Ed ei pregò, la genitrice Terra
Molto adorando e il Cielo antico; e a’ suoi
Vóti secondo te chiamò che in alto
Hai sede e regni l’invernal Dodona,
Giove pelasgo. E voi spesso invocando,
Voi già prodotti in piú sereno giorno
Eroi figli de’ numi e di tiranni
Domatori e di mostri, e quei che forti
Furo e co’ forti combatteano, venne
Del re Pelide al tumulo. E sedeva [20]
Inneggiando, e chiamava — O crollatore
Terribile de l’asta, o d’immortali
Cavalli agitator, mòstrati al vate,
Uom nato de la diva. Un fatal canto,
Ecco, io medito a te; che n’abbian gloria
Ellade e Ftia regale e d’Eaco i figli,
Incremento di Giove. E, deh m’assenta
Questo voto la Parca! io ne la gloria
Tua de gli elleni il bel nome disperso
20 La venuta di Omero al tumulo di Achille e l’apparizione dell’eroe e l’acciecamento del poeta furono prima immaginati da A. Poliziano nell’ Ambra, v. 260 e segg.; ma d’altra guisa.

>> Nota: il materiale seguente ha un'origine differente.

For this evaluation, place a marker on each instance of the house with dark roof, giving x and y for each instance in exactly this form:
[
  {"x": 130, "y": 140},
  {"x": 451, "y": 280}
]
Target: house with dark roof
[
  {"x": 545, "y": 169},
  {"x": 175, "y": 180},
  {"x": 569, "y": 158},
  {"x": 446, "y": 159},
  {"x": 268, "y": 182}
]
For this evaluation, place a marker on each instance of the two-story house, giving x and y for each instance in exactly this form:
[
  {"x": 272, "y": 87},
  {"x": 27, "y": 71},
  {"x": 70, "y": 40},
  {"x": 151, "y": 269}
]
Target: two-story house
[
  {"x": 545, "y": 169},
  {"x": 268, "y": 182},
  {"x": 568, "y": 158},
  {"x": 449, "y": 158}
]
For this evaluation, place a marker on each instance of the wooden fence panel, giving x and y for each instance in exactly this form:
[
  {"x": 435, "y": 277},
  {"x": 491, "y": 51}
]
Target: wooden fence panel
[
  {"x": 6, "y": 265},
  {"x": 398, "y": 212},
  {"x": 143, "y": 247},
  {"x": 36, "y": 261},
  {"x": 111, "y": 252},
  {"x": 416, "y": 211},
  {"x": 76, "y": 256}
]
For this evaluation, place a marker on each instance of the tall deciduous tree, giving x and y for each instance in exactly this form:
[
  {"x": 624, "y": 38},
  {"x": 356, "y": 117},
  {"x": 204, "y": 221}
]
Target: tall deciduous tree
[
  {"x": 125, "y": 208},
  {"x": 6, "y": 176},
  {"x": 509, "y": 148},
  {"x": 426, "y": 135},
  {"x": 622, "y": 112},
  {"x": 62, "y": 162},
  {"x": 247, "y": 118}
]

Raccoglierò poeta. Odo, la diva
Odo: e di te la grave ira mi canta.
O re Pelide, al tuo poeta mòstrati. —
Disse. E l’udia l’eroe; che da le belle
Isole fortunate, ove i concenti
De’ vati ascolta e quanto a’ numi è caro
Chi a la patria versò l’anima grande,
Venne; ed in sue divine armi lucente
Isfolgorava deïforme. Un sole
Eran armi e sembiante; e, come stella
Di Giove che in sereno aere declina,
Pioveagli su le spalle ampie il cimiero
Flutto di chiome equine. E Omero il vide
Attonito; né piú gli occhi d’Omero
Vider ne i campi d’Argo il dolce sole.
Né se ’n pianse il poeta. Errò mendico
(E avea ne gli occhi la stupenda forma)
Il suol de i forti elleni; e le cittadi,
Opra di numi, ei non vedea; sí tutte
Di lor sedi erompean le achee cittadi
A l’incontro del vate. Un drappelletto
Di garzoni e fanciulle (avevan bianco
Il vestimento e lauri in pugno avvolti
De la mistica lana) intorno al vate
Stringeasi con amor: — Vieni, o poeta,
A i nostri numi; e i nostri avi ne canta —
E l’adducean per mano. Egli passava:
Gli ondeggiavan di popolo le strade;
E le madri accorreano, i pargoletti
Protendendo al poeta. Orava a’ numi
Ne l’entrar de le porte — O dii paterni
E o dee che avete la cittade in cura,
Deh guardatela molti anni a’ nepoti.